Kentucky-Kansas: Great for the game

NEW ORLEANS -- And so here we are.

After a disjointed season rocked by scandal and suspensions and an NCAA tournament with limited drama and no buzzer-beaters, we end up on the basketball court-turned-stage with Kentucky and Kansas.

That's Kentucky, with 2,089 wins, good for No. 1 all time.

And Kansas, with 2,070 wins, ranking second all time.

It's as if James Naismith and Adolph Rupp got together on St. Peter's court and said, "Enough.
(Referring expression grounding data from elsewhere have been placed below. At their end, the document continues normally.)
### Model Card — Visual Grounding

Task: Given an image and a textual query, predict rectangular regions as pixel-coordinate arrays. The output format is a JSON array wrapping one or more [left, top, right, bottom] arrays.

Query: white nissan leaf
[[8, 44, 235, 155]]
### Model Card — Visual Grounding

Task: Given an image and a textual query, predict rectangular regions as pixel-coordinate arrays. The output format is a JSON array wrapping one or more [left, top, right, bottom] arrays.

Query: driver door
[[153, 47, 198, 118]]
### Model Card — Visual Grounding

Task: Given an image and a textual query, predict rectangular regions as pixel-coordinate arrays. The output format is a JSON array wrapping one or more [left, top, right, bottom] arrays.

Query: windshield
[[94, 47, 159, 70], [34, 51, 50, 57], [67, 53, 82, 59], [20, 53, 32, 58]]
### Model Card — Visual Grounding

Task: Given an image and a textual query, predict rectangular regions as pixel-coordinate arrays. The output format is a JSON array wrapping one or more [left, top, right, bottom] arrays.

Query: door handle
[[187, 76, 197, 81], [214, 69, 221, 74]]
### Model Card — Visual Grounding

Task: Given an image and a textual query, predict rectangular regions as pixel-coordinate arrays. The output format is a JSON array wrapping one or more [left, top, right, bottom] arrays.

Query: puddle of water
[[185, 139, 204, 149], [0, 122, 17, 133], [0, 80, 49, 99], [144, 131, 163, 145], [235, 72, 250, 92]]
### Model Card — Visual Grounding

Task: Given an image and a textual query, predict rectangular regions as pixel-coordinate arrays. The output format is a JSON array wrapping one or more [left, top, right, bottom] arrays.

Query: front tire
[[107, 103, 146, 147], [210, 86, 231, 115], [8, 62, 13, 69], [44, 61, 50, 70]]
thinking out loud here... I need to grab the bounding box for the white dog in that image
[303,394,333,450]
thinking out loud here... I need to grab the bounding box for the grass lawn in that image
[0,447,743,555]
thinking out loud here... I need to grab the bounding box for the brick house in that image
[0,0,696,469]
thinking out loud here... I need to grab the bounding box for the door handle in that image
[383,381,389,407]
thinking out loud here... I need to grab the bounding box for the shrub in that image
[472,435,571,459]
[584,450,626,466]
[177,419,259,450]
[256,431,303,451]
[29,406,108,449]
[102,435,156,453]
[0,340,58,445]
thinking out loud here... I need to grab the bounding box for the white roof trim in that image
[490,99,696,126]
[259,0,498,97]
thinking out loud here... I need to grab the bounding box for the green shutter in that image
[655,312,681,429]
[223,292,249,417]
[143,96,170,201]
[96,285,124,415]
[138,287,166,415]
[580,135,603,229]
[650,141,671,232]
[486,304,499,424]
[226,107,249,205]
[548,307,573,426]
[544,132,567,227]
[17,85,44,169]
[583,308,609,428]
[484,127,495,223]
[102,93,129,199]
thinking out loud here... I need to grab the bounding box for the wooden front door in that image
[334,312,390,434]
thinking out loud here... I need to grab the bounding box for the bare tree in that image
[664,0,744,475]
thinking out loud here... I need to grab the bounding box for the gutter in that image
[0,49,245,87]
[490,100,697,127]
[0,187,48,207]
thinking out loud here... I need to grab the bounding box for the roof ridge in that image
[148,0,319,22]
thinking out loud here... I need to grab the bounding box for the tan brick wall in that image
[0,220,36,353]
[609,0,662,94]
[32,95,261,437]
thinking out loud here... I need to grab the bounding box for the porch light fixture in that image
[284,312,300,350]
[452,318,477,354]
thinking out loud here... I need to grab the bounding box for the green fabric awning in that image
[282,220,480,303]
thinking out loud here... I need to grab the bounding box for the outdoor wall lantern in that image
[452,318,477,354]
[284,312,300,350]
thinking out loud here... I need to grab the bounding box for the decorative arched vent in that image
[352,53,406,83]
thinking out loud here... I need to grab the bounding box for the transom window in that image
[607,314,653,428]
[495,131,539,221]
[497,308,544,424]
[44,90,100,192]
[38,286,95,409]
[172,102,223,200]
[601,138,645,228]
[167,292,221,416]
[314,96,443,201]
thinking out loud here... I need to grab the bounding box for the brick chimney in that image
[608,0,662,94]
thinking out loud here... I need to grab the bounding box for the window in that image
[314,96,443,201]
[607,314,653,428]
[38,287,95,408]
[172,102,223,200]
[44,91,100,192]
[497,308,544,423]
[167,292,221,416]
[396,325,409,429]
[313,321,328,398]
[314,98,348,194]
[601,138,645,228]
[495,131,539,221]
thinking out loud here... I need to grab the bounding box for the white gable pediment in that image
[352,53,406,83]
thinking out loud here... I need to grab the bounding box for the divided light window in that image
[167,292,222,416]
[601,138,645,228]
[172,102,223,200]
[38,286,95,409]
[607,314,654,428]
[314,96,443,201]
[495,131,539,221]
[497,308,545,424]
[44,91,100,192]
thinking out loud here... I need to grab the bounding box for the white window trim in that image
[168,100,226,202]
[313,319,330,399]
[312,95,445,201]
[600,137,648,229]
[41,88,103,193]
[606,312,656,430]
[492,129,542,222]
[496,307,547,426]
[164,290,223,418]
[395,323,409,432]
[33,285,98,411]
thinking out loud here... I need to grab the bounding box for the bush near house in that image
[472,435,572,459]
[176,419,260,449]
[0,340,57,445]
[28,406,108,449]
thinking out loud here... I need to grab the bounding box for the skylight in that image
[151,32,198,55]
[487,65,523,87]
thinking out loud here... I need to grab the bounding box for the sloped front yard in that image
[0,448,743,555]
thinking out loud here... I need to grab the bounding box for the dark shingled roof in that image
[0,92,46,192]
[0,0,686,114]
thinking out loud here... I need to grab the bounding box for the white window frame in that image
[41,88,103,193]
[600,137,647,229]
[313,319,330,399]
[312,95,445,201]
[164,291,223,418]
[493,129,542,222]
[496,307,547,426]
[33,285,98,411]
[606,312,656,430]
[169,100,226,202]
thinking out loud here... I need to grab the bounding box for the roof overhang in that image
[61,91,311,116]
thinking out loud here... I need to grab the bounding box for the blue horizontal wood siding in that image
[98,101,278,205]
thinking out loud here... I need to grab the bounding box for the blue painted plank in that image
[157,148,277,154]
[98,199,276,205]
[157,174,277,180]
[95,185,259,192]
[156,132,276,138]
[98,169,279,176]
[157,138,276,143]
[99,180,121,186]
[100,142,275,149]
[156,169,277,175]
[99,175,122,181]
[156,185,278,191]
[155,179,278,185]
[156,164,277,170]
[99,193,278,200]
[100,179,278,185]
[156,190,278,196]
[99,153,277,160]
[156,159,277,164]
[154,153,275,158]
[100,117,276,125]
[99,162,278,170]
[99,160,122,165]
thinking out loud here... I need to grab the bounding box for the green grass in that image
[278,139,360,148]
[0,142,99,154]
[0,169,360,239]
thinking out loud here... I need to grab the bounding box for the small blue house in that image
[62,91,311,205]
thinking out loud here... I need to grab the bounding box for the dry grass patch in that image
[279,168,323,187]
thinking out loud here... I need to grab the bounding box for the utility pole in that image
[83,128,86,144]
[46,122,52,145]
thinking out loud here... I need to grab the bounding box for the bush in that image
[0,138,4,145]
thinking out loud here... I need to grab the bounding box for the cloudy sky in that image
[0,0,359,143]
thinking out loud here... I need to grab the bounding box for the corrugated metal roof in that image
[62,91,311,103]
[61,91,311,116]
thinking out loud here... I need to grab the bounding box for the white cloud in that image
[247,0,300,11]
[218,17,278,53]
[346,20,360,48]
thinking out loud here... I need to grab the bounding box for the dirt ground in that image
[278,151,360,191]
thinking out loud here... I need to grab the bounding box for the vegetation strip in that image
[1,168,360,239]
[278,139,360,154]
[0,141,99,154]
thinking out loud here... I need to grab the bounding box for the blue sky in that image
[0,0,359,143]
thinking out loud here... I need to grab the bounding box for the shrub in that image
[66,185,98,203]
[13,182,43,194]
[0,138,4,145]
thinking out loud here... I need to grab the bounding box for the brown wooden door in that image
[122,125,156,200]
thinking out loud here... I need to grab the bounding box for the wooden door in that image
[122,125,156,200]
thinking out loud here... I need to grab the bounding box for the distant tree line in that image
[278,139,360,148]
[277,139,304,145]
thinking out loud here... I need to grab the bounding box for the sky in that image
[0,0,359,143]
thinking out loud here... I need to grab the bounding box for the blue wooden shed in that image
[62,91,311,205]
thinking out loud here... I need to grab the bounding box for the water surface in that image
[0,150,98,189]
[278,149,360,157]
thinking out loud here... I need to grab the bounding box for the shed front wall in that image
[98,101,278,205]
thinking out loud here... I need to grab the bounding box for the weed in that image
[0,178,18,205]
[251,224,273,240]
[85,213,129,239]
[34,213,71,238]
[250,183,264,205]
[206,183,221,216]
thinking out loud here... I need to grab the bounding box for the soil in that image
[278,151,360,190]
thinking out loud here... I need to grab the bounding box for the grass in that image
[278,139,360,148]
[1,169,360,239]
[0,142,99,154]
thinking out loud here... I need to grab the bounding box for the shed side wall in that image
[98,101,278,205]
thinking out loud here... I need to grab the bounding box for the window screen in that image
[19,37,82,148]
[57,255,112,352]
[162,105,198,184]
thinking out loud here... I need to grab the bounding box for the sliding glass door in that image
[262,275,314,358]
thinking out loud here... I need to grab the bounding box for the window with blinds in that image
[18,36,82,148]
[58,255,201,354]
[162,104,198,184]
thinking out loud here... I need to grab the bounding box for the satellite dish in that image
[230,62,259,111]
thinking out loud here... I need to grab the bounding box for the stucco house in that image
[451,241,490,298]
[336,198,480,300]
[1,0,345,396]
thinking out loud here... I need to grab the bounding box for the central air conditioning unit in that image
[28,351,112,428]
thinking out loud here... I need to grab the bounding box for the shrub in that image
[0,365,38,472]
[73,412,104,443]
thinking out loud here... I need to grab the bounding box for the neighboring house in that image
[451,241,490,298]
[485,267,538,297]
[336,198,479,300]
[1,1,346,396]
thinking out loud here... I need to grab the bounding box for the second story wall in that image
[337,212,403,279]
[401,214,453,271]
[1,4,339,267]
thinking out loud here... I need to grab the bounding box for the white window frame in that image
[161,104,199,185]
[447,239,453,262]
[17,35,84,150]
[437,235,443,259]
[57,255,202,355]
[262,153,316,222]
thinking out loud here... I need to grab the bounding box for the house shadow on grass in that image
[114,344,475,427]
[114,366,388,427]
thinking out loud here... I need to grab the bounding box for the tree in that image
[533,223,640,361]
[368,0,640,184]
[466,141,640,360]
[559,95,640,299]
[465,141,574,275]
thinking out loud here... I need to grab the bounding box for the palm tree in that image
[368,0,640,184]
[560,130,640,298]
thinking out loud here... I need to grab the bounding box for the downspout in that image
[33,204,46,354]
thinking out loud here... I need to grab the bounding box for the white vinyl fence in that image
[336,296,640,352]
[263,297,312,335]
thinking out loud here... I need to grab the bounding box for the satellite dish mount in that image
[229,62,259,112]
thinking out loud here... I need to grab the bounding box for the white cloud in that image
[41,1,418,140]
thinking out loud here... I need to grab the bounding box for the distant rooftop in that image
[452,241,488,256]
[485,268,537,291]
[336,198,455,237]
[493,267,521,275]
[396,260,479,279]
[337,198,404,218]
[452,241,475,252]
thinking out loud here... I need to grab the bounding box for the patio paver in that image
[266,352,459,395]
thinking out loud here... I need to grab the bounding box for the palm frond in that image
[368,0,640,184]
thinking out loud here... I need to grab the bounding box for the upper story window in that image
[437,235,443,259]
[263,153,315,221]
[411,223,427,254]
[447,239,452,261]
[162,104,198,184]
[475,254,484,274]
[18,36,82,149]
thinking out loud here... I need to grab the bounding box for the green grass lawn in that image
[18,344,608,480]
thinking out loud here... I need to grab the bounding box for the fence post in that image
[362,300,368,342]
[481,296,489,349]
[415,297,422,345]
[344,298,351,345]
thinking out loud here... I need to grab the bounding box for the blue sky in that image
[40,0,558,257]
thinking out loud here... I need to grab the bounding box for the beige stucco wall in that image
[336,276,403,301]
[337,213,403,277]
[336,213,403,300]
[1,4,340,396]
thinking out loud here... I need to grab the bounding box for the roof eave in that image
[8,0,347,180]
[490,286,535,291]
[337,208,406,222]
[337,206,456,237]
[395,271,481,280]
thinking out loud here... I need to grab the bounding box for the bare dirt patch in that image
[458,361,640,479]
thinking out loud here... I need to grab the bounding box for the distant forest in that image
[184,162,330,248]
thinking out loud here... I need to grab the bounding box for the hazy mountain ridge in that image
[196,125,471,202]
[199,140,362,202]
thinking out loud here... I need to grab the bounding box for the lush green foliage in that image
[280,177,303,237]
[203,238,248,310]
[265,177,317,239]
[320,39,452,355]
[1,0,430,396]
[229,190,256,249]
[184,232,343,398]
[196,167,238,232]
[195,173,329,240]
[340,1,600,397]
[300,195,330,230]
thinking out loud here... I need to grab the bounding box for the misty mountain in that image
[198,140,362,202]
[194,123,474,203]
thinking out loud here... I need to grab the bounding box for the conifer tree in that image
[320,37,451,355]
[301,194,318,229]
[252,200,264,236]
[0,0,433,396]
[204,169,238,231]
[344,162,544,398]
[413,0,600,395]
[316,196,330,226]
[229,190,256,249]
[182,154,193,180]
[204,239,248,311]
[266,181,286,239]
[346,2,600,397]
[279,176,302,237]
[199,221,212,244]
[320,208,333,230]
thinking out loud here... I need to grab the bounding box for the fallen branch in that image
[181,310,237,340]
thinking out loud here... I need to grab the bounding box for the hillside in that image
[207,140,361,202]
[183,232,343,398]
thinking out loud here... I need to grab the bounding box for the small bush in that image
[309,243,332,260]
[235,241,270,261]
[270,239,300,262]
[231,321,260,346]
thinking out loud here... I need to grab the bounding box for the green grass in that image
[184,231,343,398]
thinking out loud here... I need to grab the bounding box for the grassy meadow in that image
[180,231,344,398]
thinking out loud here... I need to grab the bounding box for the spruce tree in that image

Let's give the folks what they want."

This is a national championship built for the basketball die-hard and for the hoops neophyte, a perfect marriage of old-school tradition and current-day name branding.

Those reared in the cradle of college basketball will love this game for its history, for a nostalgic past that somehow has gotten mucked up amid NBA age limits that rob the sport of dynasty building.

And the newbies, the ones who don't know Danny Manning from Peyton, will appreciate seeing the best of the best, even if their college tenure is short-lived.

But everyone knows that there are certain places where college basketball matters most.

Two of those places are Lawrence and Lexington.

"Kentucky and Kansas, Rupp and Allen, Naismith and Rupp," Kentucky coach John Calipari said. "It should be an exciting game."

And it's a game that is good for the game.

Sports are best when the best are good.

Does anyone really care if the Marlins win the World Series?

Not really. We are a society that consumes excellence and idolizes greatness.

We embrace upstarts but, ultimately, we love the blue bloods, and these two blue-wearing schools are as royally blooded as they get.

"I dreamed about [a matchup with Kentucky] as soon as I saw the brackets," Kansas coach Bill Self said. "I said, 'How cool would it be to play Kentucky in the finals?'

"I do think it's pretty neat that you have the two winningest programs of all time hooking up. The bluest of the blue bloods getting a chance to play."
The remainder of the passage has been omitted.